La femme s’aperçoit que le fruit de l’arbre paraît délicieux et agréable à regarder. Elle mange le fruit et en donne à son mari qui en mange aussi”. 

Le secret absolu de la confession permet aux prêtres de trouver des solutions afin de défendre à tout prix les victimes. Dieu n’est pas le parrain de la mafia, le défenseur ou le promoteur de l’omertà.

Dieu interdit la corruption et exhorte les prêtres à ne jamais manger de ce pain là. La confession participe, avec l’Etat, à la protection de l’innocence. L’Eglise et l’Etat doivent travailler, selon leurs moyens propres, à la protection des enfants.

Dominique Fabien Rimaz

D'origine fribourgeoise et italienne, né à Bôle (Neuchâtel), Dominique Fabien Rimaz se rêvait pilote militaire. Il passera d'abord par une formation en chimie puis en sciences politiques pour devenir un jour journaliste.
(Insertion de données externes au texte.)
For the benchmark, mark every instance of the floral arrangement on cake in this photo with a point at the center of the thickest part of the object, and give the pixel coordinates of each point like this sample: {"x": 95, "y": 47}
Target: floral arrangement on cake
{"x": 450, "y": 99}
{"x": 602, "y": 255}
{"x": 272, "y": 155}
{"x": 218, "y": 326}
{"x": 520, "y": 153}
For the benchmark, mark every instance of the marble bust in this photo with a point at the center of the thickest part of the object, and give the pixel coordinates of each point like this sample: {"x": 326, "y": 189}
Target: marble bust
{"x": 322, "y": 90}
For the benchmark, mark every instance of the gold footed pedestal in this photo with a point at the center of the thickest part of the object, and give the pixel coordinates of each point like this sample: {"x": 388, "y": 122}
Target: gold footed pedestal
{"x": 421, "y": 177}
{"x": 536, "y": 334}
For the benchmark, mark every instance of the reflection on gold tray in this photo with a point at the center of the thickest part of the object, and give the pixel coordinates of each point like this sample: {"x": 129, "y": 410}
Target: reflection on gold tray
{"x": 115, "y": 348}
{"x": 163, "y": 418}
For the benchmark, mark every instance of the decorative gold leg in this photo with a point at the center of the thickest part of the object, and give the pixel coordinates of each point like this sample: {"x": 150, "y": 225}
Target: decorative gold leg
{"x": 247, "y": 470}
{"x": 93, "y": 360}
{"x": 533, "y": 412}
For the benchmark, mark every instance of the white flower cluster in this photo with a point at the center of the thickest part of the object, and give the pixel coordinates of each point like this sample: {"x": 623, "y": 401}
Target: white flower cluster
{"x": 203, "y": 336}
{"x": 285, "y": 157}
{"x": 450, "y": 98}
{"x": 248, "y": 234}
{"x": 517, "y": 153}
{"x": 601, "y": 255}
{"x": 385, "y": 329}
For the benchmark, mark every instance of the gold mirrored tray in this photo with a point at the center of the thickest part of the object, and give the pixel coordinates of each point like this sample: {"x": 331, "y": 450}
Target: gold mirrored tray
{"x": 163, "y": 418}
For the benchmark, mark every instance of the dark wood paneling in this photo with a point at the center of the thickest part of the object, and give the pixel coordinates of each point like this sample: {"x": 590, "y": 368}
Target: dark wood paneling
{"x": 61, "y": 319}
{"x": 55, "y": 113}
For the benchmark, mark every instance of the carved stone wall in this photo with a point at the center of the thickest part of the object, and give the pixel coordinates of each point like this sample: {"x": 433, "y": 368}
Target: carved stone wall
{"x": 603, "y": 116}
Rattrapé par la vocation, il est aujourd’hui prêtre en Veveyse et aumônier des hôpitaux à Fribourg.

3 réponses à “Secret mafieux ou secret de Dieu ?

  1. Et pendant ce temps, les journalistes sont au-dessus des lois et refusent de livrer leurs “sources”. Joli mot pour dire pédophiles, terroristes, marchands d’esclaves, …

    On a la société qu’on mérite.

    Juste un truc. On dit que la situation s’améliorerait sans le célibat des prêtres, mais on oublie de dire que la famille est le premier – et de très loin – lieu des crimes contre les enfants. Il faut au contraire mieux détecter et identifier les comportements déviants.

    Je suis pour une évaluation sérieuse et obligatoire de tous les adultes dans leur 18e année (et des nouveaux arrivants de plus de 18 ans); à l’exemple (mais en mieux) de ce qui se fait lors du recrutement militaire.

  2. On dilue, on dilue.
    Lorsque un soit-disant « homme de Dieu » fait délibérément du mal à un enfant il est inadmissible que le secret de la confession soit maintenu, et les belles phrases de D.F. Rimaz me semblent totalement déplacées

  3. Merci pour votre commentaire.
    La Ciase révèle en effet que la famille est le premier lieux des abus, hélas suivi par le clergé. C’est un drame épouvantable.